Нет, не в первый раз он позвал ее к себе, чтобы голод мужской утолить, но в первый раз оставил на ночь с собой. Зачем, он и сам не мог сказать. И даже — зачем позвал накануне. Не было уже в нем того молодого звона, удалого нетерпения — давно уже не было. А может быть, просто засыпать рядом с кем-то приятнее, чем одному?

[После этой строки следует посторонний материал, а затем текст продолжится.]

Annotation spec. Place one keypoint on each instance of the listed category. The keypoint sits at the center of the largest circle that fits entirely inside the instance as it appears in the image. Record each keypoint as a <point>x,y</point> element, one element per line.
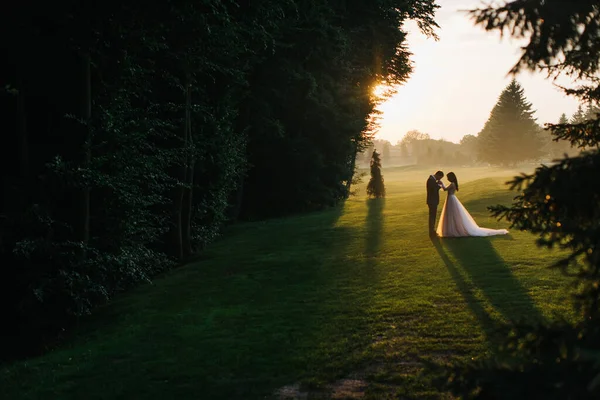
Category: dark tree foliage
<point>510,134</point>
<point>376,185</point>
<point>559,203</point>
<point>132,133</point>
<point>310,100</point>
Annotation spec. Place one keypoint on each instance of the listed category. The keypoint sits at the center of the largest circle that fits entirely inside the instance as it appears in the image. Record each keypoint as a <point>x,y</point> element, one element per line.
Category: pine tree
<point>591,112</point>
<point>510,135</point>
<point>376,187</point>
<point>560,204</point>
<point>386,153</point>
<point>579,116</point>
<point>558,148</point>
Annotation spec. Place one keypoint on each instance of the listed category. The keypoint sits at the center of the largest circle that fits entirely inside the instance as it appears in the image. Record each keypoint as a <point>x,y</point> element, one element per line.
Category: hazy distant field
<point>339,303</point>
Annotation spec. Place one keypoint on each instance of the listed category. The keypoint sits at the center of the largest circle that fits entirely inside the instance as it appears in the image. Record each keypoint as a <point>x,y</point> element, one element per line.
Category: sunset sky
<point>457,80</point>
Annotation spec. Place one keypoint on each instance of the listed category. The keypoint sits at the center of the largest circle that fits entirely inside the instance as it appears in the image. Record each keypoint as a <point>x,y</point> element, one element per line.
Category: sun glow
<point>383,92</point>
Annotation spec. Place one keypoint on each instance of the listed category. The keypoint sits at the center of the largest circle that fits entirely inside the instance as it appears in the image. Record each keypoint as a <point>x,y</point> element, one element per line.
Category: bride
<point>456,221</point>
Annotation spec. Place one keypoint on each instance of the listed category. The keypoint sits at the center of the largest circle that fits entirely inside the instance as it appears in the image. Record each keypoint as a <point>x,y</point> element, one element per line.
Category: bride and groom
<point>455,220</point>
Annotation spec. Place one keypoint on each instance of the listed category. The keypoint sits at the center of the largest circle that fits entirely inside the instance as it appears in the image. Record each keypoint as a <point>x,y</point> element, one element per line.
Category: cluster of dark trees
<point>132,133</point>
<point>557,359</point>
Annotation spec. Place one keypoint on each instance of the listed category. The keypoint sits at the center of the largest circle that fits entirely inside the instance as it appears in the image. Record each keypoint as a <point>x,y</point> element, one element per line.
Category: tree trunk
<point>238,199</point>
<point>83,225</point>
<point>189,176</point>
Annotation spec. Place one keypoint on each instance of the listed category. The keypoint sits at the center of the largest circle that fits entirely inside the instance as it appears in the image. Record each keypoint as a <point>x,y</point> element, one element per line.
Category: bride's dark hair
<point>452,178</point>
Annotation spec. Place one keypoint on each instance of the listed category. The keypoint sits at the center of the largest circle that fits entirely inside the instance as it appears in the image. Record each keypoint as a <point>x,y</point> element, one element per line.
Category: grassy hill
<point>345,303</point>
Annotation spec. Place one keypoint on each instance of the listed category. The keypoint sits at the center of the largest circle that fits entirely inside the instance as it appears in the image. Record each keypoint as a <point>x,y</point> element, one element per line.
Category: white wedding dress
<point>456,221</point>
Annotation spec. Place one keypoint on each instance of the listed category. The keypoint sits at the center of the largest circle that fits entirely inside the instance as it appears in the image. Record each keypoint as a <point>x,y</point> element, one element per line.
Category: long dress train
<point>456,221</point>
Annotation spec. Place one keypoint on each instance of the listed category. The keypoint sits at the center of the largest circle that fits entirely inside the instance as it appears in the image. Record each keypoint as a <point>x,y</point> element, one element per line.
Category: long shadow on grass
<point>490,274</point>
<point>273,304</point>
<point>487,322</point>
<point>374,226</point>
<point>485,271</point>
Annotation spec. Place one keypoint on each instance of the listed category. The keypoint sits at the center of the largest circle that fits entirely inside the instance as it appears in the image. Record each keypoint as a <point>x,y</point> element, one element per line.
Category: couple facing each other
<point>455,220</point>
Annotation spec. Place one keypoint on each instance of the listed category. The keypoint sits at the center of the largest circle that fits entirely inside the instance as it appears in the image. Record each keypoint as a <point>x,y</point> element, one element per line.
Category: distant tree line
<point>510,136</point>
<point>557,358</point>
<point>132,133</point>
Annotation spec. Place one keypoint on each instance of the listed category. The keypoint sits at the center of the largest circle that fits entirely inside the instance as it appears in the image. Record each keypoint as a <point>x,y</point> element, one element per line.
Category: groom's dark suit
<point>433,199</point>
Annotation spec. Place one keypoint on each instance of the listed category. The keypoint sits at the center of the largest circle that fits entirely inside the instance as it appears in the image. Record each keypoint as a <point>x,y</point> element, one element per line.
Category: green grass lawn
<point>345,303</point>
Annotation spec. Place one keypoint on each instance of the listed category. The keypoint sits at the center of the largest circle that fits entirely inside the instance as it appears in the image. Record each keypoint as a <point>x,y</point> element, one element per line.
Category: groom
<point>433,198</point>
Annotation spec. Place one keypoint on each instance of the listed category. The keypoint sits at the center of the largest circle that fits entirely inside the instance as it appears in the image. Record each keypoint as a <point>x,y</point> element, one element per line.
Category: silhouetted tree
<point>376,186</point>
<point>558,148</point>
<point>557,360</point>
<point>579,115</point>
<point>385,153</point>
<point>510,134</point>
<point>404,154</point>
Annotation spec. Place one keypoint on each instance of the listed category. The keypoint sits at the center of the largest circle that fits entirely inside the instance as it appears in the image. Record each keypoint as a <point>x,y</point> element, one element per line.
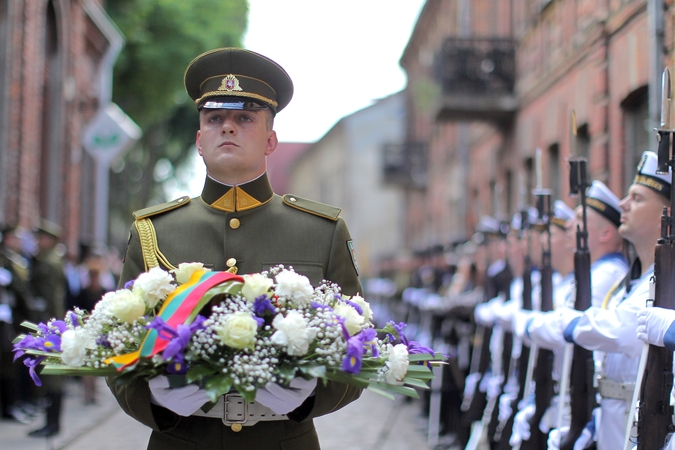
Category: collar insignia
<point>230,83</point>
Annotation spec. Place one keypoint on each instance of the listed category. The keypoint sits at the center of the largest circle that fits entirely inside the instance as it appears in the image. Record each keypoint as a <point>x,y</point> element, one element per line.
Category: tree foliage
<point>162,37</point>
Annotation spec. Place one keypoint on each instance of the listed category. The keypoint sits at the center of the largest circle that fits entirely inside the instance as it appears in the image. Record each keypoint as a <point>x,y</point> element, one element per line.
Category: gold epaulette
<point>312,207</point>
<point>152,256</point>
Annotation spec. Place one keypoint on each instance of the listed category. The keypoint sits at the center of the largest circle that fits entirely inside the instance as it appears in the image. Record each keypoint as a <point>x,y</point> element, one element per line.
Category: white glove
<point>494,387</point>
<point>283,401</point>
<point>564,316</point>
<point>484,314</point>
<point>183,401</point>
<point>521,425</point>
<point>556,436</point>
<point>505,402</point>
<point>653,324</point>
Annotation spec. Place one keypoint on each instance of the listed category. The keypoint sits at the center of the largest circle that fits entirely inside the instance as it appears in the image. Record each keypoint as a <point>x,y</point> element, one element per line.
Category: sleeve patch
<point>352,253</point>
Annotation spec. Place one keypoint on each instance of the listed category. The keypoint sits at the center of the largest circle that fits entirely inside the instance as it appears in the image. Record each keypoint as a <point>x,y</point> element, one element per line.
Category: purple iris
<point>399,330</point>
<point>317,305</point>
<point>261,305</point>
<point>356,347</point>
<point>179,338</point>
<point>74,319</point>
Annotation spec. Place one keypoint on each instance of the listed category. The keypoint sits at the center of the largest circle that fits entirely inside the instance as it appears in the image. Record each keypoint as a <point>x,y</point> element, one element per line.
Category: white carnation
<point>293,333</point>
<point>255,285</point>
<point>74,345</point>
<point>185,271</point>
<point>125,305</point>
<point>353,320</point>
<point>365,307</point>
<point>295,287</point>
<point>153,286</point>
<point>397,363</point>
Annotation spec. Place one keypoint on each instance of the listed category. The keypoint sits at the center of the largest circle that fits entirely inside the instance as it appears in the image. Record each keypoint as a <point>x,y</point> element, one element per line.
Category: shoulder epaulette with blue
<point>312,207</point>
<point>161,208</point>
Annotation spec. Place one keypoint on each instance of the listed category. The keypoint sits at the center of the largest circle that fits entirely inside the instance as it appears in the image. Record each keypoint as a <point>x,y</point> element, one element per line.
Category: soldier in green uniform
<point>16,390</point>
<point>48,285</point>
<point>239,224</point>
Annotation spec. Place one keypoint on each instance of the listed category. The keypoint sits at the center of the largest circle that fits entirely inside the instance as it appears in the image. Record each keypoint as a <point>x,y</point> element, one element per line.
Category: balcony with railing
<point>477,79</point>
<point>405,164</point>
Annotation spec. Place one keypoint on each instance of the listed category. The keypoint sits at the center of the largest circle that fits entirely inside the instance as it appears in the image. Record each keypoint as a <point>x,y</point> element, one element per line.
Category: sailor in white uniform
<point>612,329</point>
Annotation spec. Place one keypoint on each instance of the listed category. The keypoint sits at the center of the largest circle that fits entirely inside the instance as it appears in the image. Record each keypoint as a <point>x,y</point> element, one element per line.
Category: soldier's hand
<point>653,324</point>
<point>282,400</point>
<point>183,401</point>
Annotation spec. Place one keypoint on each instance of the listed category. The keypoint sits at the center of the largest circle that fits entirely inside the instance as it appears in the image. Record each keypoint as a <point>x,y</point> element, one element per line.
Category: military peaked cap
<point>234,78</point>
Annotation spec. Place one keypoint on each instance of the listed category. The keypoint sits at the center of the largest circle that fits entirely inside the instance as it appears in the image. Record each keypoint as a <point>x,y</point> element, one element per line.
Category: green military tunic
<point>48,286</point>
<point>253,229</point>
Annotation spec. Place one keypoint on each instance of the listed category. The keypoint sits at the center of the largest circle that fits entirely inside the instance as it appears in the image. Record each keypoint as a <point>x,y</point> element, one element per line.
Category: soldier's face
<point>641,214</point>
<point>235,144</point>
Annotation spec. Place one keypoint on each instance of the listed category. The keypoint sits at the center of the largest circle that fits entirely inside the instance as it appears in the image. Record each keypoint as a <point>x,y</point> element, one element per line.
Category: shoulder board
<point>312,207</point>
<point>164,207</point>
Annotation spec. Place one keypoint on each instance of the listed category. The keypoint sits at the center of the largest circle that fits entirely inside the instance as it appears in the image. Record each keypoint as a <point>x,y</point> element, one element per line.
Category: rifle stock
<point>655,416</point>
<point>582,393</point>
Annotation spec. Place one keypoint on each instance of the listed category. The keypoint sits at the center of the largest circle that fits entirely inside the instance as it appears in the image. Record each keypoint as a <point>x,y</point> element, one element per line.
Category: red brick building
<point>55,62</point>
<point>490,81</point>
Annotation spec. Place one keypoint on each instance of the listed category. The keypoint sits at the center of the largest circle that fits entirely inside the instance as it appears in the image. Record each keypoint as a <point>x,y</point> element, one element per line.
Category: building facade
<point>55,65</point>
<point>344,168</point>
<point>491,81</point>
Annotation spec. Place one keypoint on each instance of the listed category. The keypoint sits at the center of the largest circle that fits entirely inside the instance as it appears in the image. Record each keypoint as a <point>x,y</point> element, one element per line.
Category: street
<point>373,422</point>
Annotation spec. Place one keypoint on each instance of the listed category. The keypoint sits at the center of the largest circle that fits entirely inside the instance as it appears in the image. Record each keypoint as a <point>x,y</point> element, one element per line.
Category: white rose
<point>293,286</point>
<point>185,271</point>
<point>353,320</point>
<point>397,364</point>
<point>125,305</point>
<point>74,345</point>
<point>153,286</point>
<point>365,307</point>
<point>239,330</point>
<point>293,333</point>
<point>255,285</point>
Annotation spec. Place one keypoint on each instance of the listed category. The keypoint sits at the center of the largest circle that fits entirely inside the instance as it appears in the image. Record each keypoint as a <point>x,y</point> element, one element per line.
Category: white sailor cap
<point>561,214</point>
<point>517,220</point>
<point>491,226</point>
<point>646,175</point>
<point>602,200</point>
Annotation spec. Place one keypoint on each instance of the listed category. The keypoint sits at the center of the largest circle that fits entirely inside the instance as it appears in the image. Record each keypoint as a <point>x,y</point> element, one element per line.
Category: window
<point>636,131</point>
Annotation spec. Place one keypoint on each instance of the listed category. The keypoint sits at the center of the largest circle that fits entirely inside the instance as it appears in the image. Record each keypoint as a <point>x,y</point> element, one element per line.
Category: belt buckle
<point>226,410</point>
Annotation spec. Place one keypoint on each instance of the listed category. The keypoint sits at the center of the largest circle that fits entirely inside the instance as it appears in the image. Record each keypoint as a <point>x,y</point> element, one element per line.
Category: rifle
<point>518,368</point>
<point>582,392</point>
<point>544,368</point>
<point>655,419</point>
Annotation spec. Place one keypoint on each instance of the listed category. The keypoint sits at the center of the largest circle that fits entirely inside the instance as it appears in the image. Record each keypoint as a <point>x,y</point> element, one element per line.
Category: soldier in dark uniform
<point>238,223</point>
<point>48,285</point>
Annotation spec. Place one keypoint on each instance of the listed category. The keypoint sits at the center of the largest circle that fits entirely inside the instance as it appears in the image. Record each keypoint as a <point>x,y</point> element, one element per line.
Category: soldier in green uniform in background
<point>48,285</point>
<point>238,224</point>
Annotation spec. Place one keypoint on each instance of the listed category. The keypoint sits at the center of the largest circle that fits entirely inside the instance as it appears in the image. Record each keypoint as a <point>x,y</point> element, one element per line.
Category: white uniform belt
<point>233,409</point>
<point>612,389</point>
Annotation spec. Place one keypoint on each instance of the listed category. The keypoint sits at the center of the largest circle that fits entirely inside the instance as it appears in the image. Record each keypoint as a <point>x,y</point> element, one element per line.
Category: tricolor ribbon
<point>180,307</point>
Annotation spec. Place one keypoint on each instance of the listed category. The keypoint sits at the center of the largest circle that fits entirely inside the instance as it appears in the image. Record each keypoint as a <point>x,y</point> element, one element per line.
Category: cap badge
<point>230,83</point>
<point>642,163</point>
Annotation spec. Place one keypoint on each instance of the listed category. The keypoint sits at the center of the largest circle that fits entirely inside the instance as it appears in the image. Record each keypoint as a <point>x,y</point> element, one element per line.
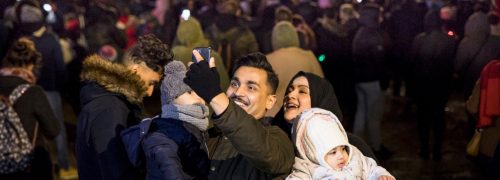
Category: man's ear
<point>271,101</point>
<point>134,67</point>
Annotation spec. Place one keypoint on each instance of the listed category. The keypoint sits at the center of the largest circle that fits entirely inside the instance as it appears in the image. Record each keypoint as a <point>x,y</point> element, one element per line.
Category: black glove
<point>203,80</point>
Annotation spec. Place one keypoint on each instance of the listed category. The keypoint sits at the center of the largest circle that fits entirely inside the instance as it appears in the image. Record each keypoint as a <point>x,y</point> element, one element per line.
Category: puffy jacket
<point>111,101</point>
<point>170,148</point>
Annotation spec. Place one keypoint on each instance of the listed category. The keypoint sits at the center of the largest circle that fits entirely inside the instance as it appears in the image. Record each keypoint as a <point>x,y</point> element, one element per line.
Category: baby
<point>325,153</point>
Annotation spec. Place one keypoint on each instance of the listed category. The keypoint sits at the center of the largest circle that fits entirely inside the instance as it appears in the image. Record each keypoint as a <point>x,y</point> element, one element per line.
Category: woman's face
<point>297,98</point>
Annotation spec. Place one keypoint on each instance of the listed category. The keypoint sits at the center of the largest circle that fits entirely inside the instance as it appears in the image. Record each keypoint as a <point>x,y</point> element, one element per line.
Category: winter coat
<point>244,148</point>
<point>310,161</point>
<point>32,107</point>
<point>173,149</point>
<point>111,99</point>
<point>52,73</point>
<point>477,29</point>
<point>432,56</point>
<point>322,96</point>
<point>190,36</point>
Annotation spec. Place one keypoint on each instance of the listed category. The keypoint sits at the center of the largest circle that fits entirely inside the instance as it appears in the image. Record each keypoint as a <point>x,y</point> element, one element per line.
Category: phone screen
<point>185,14</point>
<point>204,52</point>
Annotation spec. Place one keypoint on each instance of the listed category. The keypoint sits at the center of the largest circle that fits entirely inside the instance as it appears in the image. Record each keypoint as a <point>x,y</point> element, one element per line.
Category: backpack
<point>15,147</point>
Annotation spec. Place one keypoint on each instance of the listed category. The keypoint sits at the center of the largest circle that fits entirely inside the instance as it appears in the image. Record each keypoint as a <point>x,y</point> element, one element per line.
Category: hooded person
<point>324,151</point>
<point>173,142</point>
<point>322,96</point>
<point>477,30</point>
<point>112,100</point>
<point>432,55</point>
<point>190,35</point>
<point>52,73</point>
<point>288,59</point>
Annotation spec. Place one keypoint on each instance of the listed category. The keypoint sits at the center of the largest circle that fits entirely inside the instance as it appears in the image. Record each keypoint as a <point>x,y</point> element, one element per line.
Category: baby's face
<point>189,98</point>
<point>337,157</point>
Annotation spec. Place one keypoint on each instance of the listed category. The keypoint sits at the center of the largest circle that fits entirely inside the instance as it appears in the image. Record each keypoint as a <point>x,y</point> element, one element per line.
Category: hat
<point>173,84</point>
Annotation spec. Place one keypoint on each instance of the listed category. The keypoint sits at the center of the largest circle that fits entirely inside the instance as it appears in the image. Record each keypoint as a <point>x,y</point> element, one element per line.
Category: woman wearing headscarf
<point>305,91</point>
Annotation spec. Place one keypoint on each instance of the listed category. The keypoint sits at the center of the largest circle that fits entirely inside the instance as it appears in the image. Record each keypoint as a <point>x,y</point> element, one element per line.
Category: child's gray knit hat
<point>173,84</point>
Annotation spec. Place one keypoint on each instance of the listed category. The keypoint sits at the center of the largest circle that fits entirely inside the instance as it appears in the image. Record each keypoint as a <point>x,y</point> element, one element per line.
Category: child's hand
<point>385,177</point>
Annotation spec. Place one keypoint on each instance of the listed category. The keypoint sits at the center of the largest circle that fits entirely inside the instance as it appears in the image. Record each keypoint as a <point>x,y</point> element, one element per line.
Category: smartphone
<point>186,13</point>
<point>204,52</point>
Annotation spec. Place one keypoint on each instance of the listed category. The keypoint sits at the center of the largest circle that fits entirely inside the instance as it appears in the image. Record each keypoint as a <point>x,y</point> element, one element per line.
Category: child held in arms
<point>325,153</point>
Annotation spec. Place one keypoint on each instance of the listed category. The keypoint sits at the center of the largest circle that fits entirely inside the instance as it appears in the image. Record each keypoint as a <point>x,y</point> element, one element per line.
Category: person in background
<point>370,46</point>
<point>111,101</point>
<point>52,73</point>
<point>33,107</point>
<point>324,151</point>
<point>484,104</point>
<point>432,55</point>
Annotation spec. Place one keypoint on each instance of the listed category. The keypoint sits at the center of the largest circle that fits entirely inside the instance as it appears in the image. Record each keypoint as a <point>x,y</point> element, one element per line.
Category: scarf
<point>195,114</point>
<point>19,72</point>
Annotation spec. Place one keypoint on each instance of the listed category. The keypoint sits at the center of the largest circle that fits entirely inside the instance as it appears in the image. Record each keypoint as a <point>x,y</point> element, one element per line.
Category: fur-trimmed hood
<point>114,77</point>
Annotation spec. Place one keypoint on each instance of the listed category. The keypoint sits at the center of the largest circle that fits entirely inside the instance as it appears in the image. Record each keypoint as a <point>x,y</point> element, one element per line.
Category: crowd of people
<point>292,90</point>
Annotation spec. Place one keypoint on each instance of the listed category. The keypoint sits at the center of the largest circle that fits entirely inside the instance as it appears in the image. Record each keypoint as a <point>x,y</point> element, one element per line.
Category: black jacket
<point>245,148</point>
<point>52,72</point>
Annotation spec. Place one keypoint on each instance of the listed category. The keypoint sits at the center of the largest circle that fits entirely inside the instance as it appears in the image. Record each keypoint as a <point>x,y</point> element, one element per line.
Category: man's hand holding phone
<point>202,76</point>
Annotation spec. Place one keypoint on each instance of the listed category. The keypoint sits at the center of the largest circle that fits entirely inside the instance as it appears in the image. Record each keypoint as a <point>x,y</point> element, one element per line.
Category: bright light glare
<point>451,33</point>
<point>185,14</point>
<point>47,7</point>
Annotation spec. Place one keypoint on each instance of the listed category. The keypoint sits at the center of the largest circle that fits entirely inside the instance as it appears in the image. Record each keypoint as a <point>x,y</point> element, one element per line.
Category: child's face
<point>189,98</point>
<point>337,157</point>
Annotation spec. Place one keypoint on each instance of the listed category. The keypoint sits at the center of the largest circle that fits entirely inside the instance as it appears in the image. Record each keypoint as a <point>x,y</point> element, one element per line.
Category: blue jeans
<point>61,140</point>
<point>369,112</point>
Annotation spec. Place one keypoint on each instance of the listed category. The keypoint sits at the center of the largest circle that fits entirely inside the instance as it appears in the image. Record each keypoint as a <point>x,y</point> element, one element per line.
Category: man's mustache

Солнце еще не брызнуло ранним светом в окна и дверные проемы, но ночная темнота разредилась, можно и без светильника различить черты чужого лица и жесты. Рыбка потянулась, словно и не дремала, тут же потянулась за своей одеждой: ей же пора на кухню, готовить завтрак, но Марк прикоснулся к ее плечу:

— Подожди.

— Аве, господин. Пусть боги будут благосклонны к твоему дому, пусть солнце подарит тебе свою радость, как ты дарил мне свое семя этой ночью.

Речистая рабыня и хорошо говорит по-гречески. Марк раньше не замечал. Впрочем, раньше он ее и не слушал. Только имел.

— Расскажи мне о себе. Все рассказывали, о тебе ничего не знаю.

— Что нашел ты во мне, господин? Просто маленькая рыбка на твоей кухне. Ничего такого, о чем стоит говорить.

— Расскажи, откуда ты, как попала ко мне. Ты же не родилась рабыней? Ты ведь иллирийка?

— Так, мой господин, я из племени мелкуманов, мы живем к северу от этих мест. Мы там не видим моря, зато небо к нам ближе, а горы наши много мощнее и выше холмов, которые здесь зовутся горами. Мы пасем своих коз и овец, растим хлеб в узких долинах, где текут ручьи, а на южных склонах наших гор вызревает даже виноград, но мое племя не разводит винограда. Свое хмельное питье мы получаем из кислого молока.

Наше селение стоит на самом высоком и самом красивом из всех обитаемых мест — выше только облака, дожди и божества, дороги смертным туда нет. Нас хранит богиня, имя которой мы боимся произносить в родных краях и называем ее «Та, кто растит дубы и питает ланей». Или просто Нашей Госпожой.

— А мне ты назовешь ее имя? — спросил Марк.

— Тебе… А и назову, — улыбнулась Рыбка, — оно ведь не имеет силы здесь, вдали от родных гор. А если имеет, это ведь твой дом, она прогневается на тебя. Ты же сам велишь мне его назвать?

— Велю. — Марк, смеясь, провел ладонью по ее обнаженной спине, и та отозвалась чуть уловимой дрожью. — Назови.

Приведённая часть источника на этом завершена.